Another point I would add is that documents that are too short can also be a problem. 我要补充的另一点是，太短的文档也可能是个问题。 Tweets, for example, don't seem to provide enough contextual information about word co-occurrence, so the model often devolves into a one-topic-per-doc clustering algorithm. 例如，推文似乎没有提供关于单词共现的足够的上下文信息，因此该模型通常会转换为每个主题一个主题的聚类算法。 Combining multiple related short documents can make a big difference. 结合多个相关的短文档可以产生很大的不同。

Vocabulary curation is in practice the most challenging part of a topic modeling workflow. 词汇策划在实践中是主题建模工作流程中最具挑战性的部分。 Replacing selected multi-word terms with single tokens (for example by swapping spaces for underscores) before tokenizing is a very good idea. 在标记化之前用单个标记替换选定的多字词（例如通过交换下划线的空格）是一个非常好的主意。 Stemming is almost never useful, at least for English. 词干几乎从来没用过，至少对英语来说是这样。 Automated methods can help vocabulary curation, but this step has a profound impact on results (much more than the number of topics) and I am reluctant to encourage people to fully trust any system. 自动化方法可以帮助词汇策划，但这一步骤对结果产生了深远的影响（远远超过主题数量），我不愿意鼓励人们完全信任任何系统。

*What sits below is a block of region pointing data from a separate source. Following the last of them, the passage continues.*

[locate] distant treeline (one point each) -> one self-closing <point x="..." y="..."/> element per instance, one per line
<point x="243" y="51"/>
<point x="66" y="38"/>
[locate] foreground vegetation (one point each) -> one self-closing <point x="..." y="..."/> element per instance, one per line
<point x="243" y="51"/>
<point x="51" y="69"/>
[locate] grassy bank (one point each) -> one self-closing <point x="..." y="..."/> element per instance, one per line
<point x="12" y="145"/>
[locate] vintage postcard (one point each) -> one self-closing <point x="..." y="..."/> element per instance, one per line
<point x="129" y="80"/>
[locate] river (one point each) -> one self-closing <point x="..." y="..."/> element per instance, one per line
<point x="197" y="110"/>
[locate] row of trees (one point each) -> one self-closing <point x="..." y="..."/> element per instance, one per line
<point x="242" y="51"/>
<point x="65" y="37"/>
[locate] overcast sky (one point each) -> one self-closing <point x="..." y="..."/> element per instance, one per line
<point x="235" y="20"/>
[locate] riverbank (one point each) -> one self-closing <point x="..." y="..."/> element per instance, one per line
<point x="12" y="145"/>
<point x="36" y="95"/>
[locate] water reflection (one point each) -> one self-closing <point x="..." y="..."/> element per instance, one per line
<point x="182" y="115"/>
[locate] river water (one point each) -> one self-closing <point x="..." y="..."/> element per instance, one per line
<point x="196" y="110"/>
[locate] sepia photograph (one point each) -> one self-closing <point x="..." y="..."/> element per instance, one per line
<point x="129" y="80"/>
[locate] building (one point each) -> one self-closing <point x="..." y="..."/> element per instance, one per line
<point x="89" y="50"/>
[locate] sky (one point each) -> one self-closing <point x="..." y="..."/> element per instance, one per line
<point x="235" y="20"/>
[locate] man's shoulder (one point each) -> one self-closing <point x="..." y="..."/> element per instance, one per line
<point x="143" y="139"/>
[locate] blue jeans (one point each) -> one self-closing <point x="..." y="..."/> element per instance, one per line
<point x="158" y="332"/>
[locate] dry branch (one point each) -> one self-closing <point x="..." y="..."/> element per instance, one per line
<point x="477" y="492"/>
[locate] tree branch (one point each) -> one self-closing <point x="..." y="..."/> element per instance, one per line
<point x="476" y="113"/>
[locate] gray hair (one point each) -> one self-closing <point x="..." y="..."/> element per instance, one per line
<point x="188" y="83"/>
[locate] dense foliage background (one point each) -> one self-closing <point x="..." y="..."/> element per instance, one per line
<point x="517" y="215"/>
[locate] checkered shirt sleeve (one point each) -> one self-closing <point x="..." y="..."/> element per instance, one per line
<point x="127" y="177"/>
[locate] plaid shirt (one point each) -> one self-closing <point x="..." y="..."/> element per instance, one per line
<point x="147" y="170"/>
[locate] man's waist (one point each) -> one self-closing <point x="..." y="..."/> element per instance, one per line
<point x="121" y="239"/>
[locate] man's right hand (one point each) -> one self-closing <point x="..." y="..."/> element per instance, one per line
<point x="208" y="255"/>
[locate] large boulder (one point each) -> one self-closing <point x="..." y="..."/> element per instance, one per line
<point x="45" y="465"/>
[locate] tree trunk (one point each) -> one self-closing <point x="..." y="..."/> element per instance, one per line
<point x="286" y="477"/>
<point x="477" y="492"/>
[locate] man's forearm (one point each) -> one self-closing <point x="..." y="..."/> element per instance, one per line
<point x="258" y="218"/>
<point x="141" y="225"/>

Parameters: I do not believe that there is a right number of topics. 参数：我不相信有正确数量的主题。 I recommend using a number of topics that provides the granularity that suits your application. 我建议使用一些主题，这些主题提供适合您应用程序的粒度。 Likelihood can often detect when you have too few topics, but after a threshold it doesn't provide much useful information. 可能性通常可以检测到您的主题太少，但在阈值之后它不会提供太多有用的信息。 Using hyperparameter optimization makes models much less sensitive to this setting as well, which might reduce the number of parameters that you need to search over. 使用超参数优化会使模型对此设置的敏感性降低，这可能会减少搜索所需的参数数量。

Topic drift: This is not a well understood problem. 主题漂移：这不是一个很好理解的问题。 More examples of real-world corpus change would be useful. 更多真实世界语料库变化的例子会很有用。 Looking for changes in vocabulary (eg proportion of out-of-vocabulary words) is a quick proxy for how well a model will fit. 寻找词汇量的变化（例如，词汇外单词的比例）是模型适合程度的快速代表。